Sudden anger took him, and North slammed the butt of his spear against the ground.
‘Is this it, Galharrow?’ he snapped. ‘Is this truly it? Nothing left in the canister, no more bolts in the quiver? It can’t end here like this. There has to be something we can do.’
‘It would take an army to stop the drudge,’ I said. ‘And there’s nobody out here but you, me, and the ghosts.’

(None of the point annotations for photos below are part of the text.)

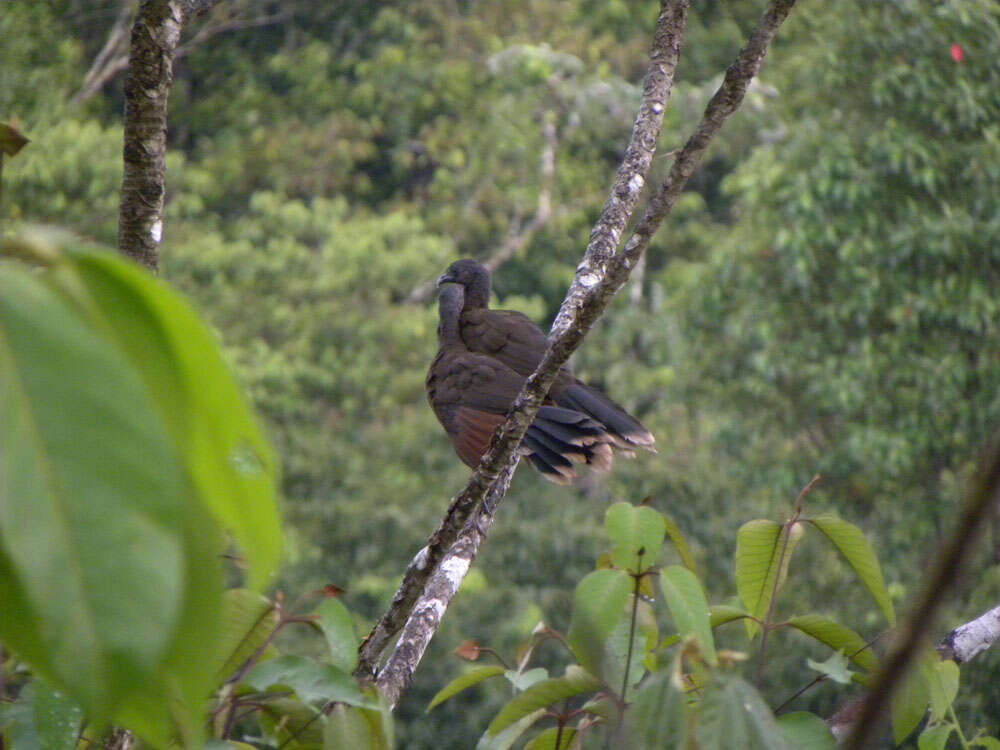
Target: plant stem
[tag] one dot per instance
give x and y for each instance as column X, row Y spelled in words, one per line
column 787, row 531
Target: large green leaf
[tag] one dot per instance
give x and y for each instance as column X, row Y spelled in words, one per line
column 349, row 728
column 657, row 714
column 838, row 637
column 542, row 694
column 720, row 614
column 909, row 703
column 637, row 535
column 763, row 552
column 92, row 506
column 806, row 731
column 688, row 607
column 41, row 717
column 464, row 681
column 858, row 552
column 311, row 680
column 292, row 724
column 337, row 625
column 732, row 714
column 180, row 363
column 935, row 738
column 599, row 604
column 942, row 683
column 249, row 620
column 506, row 739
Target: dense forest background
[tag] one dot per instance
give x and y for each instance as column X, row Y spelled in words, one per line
column 824, row 299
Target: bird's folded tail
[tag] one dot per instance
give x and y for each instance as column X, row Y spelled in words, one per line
column 625, row 430
column 558, row 438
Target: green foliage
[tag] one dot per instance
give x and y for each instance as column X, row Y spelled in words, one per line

I sat with Valiya. She was taking stock of the provisions and munitions on the wagons. Stacks of powder charges, spare ramrods and rolls of bandages were laid out in neat, named piles, one for each soldier that had remained. She’d moved on to the food. There was far more than we needed, now that we we
re so reduced in number.
‘You don’t like the creamed beans, do you?’ she asked.
‘No,’ I said.
‘I like them,’ she said. ‘I’ll allocate you more of the salt pork instead.’ She popped open another crate and began to count packets.
‘Valiya.’
‘Or the pickled fish, if you’d rather.’
‘Valiya.’
‘What?’ She rounded on me.
‘Just rest. For a while, just rest.’
She ignored me and went back to her stock-take. She counted up the jars of disgusting pickled fish, which for some reason I’d pretended to enjoy whenever she handed me one. I hadn’t needed the food from the wagons, not with the Misery-creatures that I’d hunted along the way. Every jar had been a waste. Every time she’d offered it to me, I’d still taken one.
‘Here.’ She passed me a phos canister. ‘The Spinners took most of them when they deserted, but they left this. Give it to Maldon.’
‘Valiya, just—’
Valiya slammed the lid of the crate down. Her shoulders shook.
‘Give it,’ she said quietly, ‘to Maldon.’
I hung the canister from my belt. I had nothing else to say.
‘There’s no rest, Ryhalt,’ she hissed. ‘There’s never been time to rest. Never time for anything.’ She rounded on me. ‘What did we do it all for? Why did we give up everything that we could have had? For this? For some dream?’
I didn’t know what to say. I ran my fingers across the polished steel vambrace on my arm, caught sight of my reflection. I didn’t recognise myself anymore. My eyes were full of amber light, my skin threaded with black cobweb lines, scaly, pebbled. My teeth had taken on feral, Shantar-fang shapes. Maybe it was easier for me to accept. I’d already given up everything that I had.